Writing for a living is akin to playing music for a living: many try, few succeed.

10 Likes

I’ll strongly disagree here. A writer is someone who writes. If they get published or self-published or whatever is immaterial. The whole “real” writer thing is an unnecessary and harmful status game just like being a “real” gamer.

The only time I would use writer in quotation marks is if they don’t, in fact, do any writing at all (which, admittedly, is a fair number).

9 Likes

By this reasoning I’m a chef, a carpenter, a programmer, a house painter… which seems rather an insult to those who actually do any of these things professionally.

I completely agree that there is not always a indisputable distinction between professional/amateur, there is a spectrum. But there seem to be a disproportionate number of people who are clearly on the dilitante end who assume a professional identity which appears to me to be aspirational rather than actual.

So I guess we’ll have to agree to disagree. That’s ok :slight_smile:

4 Likes

I am a writer. But only in JavaScript and related stuff. :robot:

6 Likes

You lost me at moleskine. Isn’t that just shorthand for “impossibly privileged and entitled, I create because my trust fund means I don’t have to work?”

Oh, that’s a good point, about different kinds of writing… isn’t writing code also writing?
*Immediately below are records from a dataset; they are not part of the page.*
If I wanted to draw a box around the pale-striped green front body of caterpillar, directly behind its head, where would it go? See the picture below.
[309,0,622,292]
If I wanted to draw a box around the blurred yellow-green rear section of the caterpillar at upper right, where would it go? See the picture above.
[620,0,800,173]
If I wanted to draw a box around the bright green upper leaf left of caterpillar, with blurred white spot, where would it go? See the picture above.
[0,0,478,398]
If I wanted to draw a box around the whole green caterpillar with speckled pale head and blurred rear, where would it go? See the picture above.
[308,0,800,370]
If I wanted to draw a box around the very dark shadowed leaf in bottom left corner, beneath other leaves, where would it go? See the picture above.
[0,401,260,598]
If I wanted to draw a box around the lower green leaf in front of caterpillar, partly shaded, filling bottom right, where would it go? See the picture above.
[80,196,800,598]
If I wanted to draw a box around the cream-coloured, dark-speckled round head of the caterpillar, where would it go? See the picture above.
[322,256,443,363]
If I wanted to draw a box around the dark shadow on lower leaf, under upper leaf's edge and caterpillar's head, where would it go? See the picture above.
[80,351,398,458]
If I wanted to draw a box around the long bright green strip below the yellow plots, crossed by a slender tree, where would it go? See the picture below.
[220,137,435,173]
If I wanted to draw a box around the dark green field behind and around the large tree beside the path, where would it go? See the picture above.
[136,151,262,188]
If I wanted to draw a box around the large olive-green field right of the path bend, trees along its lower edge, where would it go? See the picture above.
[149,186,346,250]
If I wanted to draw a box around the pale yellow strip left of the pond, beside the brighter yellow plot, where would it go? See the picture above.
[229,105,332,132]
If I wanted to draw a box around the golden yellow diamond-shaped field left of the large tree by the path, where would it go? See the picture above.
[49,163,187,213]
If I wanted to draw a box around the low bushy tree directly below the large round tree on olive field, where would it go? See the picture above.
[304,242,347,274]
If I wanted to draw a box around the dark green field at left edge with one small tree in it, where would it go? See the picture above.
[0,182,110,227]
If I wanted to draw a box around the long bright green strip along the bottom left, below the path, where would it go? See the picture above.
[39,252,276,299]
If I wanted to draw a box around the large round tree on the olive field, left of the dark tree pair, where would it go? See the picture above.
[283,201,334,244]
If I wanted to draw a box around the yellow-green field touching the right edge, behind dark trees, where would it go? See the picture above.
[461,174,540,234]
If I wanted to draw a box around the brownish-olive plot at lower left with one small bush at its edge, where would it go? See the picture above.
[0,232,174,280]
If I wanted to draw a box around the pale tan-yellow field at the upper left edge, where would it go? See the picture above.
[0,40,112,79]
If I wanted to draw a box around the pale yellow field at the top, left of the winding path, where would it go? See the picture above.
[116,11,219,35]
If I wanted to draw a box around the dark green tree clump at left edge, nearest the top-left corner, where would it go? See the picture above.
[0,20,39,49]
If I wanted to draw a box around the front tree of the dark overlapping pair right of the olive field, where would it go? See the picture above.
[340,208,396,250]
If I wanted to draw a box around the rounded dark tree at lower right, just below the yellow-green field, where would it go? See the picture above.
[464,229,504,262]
It’s just in a different language, but the end goal is the same - communication, only in this case, to a computer, which will hopefully communicate with other humans…

True. It’s also important to note that some people who write as part of their living (me, @fnordius, others) aren’t called writers, but by different professions.

10 Likes

And every last one of them is fecking ugly as sin! :face_with_raised_eyebrow::wink:

1 Like

Maybe not encourage all aspirations unreservedly?

A little precious. A little self-deprecatingly superior. Dangerously twee.
Not insightful, funny, or even entertaining.
Almost painfully New Yorker Magazine.

3 Likes

You say that like it’s a bad thing.

1 Like

Keeping notes in a $10 notebook means you’re a trust fund baby?

LOLWUT

On the other hand, there are alternatives to the Moleskine that are cheaper, sure. I used to work in the newspaper business and I’m a lefty, so I prefer steno pads. The pages are about the same size as a Moleskine, and you can get a 12-pack at Staples for $22.